Sports physician Andi Kurniawan said gyms were high-risk areas for COVID-19 transmission.
“When someone does physical training like running on the treadmill and they pant, they could release droplets into the air and there is potential for the virus to spread,” he said.
“Gyms are indoor facilities, and various studies show that exercising indoors poses a higher risk of infection compared to exercising outdoors. So, it is very important for gyms to apply strict health protocols to prevent the spread of the virus."
Andi, director of Indonesian Sports Performance Enhancement Center (SPPOI) Eminence, said there must be a clear timeline that regulates the resumption of gyms.
He cited SPPOI Eminence as an example. The center’s gym, which caters to professional athletes and the public, is still closed, but its health clinic reopened last month when Jakarta entered the transition period. The gym will gradually open after a thorough evaluation.

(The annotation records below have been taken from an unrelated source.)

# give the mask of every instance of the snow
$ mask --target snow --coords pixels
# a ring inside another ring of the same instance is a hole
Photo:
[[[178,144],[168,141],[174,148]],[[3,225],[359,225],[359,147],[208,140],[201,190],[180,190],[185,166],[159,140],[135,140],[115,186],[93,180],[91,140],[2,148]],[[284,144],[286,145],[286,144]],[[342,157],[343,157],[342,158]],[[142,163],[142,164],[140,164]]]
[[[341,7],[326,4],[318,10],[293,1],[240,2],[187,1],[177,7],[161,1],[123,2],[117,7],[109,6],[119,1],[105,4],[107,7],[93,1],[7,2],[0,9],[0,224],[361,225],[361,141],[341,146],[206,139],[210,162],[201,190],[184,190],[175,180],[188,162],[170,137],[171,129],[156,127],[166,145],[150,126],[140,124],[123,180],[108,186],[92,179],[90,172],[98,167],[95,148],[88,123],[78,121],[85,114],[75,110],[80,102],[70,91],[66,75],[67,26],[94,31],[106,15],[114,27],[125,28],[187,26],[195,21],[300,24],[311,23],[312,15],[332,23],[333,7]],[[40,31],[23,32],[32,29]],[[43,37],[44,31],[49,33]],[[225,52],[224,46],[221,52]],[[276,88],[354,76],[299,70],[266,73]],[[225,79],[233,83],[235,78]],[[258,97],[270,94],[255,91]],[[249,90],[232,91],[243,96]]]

“As the pandemic is still far from over, exercising alone at home is the safest way,” Andi said.
Gym chain Fitness First Indonesia plans to limit the number of visitors by using a booking system through a new mobile application called Fitness First Asia. Members are required to book their time at the gym through the app.
Fitness First Indonesia senior general manager Nurhayati Villy said the chain’s gyms would be limited to 50 percent capacity and operate under strict safety measures, such as ample space between equipment to ensure physical distancing and disinfecting the equipment every three hours.
Facilities like the sauna, steam room and swimming pool will still be closed to prevent the spread of the disease, she added.
“We strongly recommend that members bring their own towels and exercise clothes, even though we will still provide them.”